In 2017, with the help of Billy and Kathy Rayner, we launched The SpeakEasy Bookmobile.
We came up with the design logo – but – historically speaking – the idea was Aristotle’s.
Owning a book is a unique form of wealth. What the SpeakEasy BookMobile is doing is enabling that wealth to be shared.
The kings of Babylon built the first libraries. But they weren’t so interested in the sharing part. This is where Aristotle comes in. He amassed the largest private collection of books in the world, and let it circulate.
But since not everyone could read, Aristotle also shared the knowledge they contained by giving free lectures throughout Athens. He turned himself into a bookmobile – on legs.
Aristotle’s mission was the same as SpeakEasy’s today: to foster a sense of community, spread ideas, and educate young people.Libraries and mass literacy were among the first casualties from the Fall of Rome in the 5th century. Book ownership became the greatest privilege of all. Few people ever questioned why it should be this way until the rise of universal education in the 19th century.
Step forward the working-class members of the Mechanics Institute in Warrington, England.
Frustrated with living in a book desert, in 1859 they raised 275 pounds – about $35,000 to day – for a “Perambulating Library”. In its first year it lent out over 12,000 books.In the US, the credit for America’s first bookmobile belongs to Miss Mary Titcomb, head librarian of Washington County, Maryland. She was very proper, kind of scary, and a total visionary. “The book goes to the man”, she declared. To make that happen, in 1904, she purchased a horse-drawn wagon with specially fitted shelves, just like House of SpeakEasy’s.
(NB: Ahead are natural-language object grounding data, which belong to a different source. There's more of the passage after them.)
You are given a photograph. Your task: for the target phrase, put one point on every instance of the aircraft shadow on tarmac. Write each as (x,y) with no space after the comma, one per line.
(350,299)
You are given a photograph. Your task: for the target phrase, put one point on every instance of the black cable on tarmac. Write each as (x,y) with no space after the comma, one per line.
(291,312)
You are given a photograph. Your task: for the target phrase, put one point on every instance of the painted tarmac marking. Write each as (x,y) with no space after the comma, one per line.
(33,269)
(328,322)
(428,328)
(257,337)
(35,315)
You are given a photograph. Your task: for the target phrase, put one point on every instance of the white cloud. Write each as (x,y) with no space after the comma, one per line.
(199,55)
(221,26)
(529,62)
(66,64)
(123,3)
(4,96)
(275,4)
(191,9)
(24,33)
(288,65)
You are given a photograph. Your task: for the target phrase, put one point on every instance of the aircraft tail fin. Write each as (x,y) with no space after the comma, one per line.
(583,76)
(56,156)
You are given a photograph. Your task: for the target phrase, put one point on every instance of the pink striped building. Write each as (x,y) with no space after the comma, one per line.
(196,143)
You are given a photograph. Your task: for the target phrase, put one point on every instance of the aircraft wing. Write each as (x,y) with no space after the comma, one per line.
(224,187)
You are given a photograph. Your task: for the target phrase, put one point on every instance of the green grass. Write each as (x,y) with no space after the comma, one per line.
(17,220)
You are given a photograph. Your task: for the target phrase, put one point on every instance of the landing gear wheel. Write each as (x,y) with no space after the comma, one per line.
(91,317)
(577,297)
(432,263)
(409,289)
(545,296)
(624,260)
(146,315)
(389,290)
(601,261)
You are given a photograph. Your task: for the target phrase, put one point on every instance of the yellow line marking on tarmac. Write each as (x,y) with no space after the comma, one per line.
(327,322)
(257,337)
Her idea spread like wildfire.
During the Great Depression, the WPA funded its own fleet of bookmobiles – even the Defense Department got on board, sending converted jeeps to the front lines during World War II.By 1956, more than 30 million Americans were relying on bookmobiles. Margaret Atwood once wrote, “the Bookmobile was the whole world parked on my gravel road.” Even today, in the age of the Internet, there are over 600 bookmobiles in service.
But SpeakEasy BookMobile does something different.
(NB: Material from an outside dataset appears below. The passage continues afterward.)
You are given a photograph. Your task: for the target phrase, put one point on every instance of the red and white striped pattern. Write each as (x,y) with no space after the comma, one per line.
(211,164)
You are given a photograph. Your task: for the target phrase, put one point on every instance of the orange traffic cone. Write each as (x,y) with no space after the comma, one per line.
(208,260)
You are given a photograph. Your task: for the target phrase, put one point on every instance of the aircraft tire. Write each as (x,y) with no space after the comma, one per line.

It goes where the need is greatest and distributes new books for free. We launched shortly after the last general bookstore in the Bronx, – home to 1.5 million residents – closed its doors.
What does that mean? According to an NYU study, it means neighborhoods where there is 1 children’s book per 300 children.
The BookMobile doesn’t just serve the Five Boroughs. In 2019, the year before Covid, it drove 4,000 miles across country, visiting 18 cities in 14 states. Seriously Entertaining went with it, and we distributed over 10,000 books along the way.The Pandemic created a lot of need, and the BooKMobile was there to help, thanks to the Mayor’s Office, Bank of America, and Amazon Literary Partnerships. We even started a whole new books program – the Artmobile – with a generous grant from the Helen frankenthaler Foundation.
There is so much more more we want to achieve. We don’t need ChatGPT to imagine what future SpeakEasy BookMobiles might look like – but we asked it anyway.
We’re proud that the SpeakEasy Bookmobile is part of a long tradition, and with your support we will continue the work of those who came before us.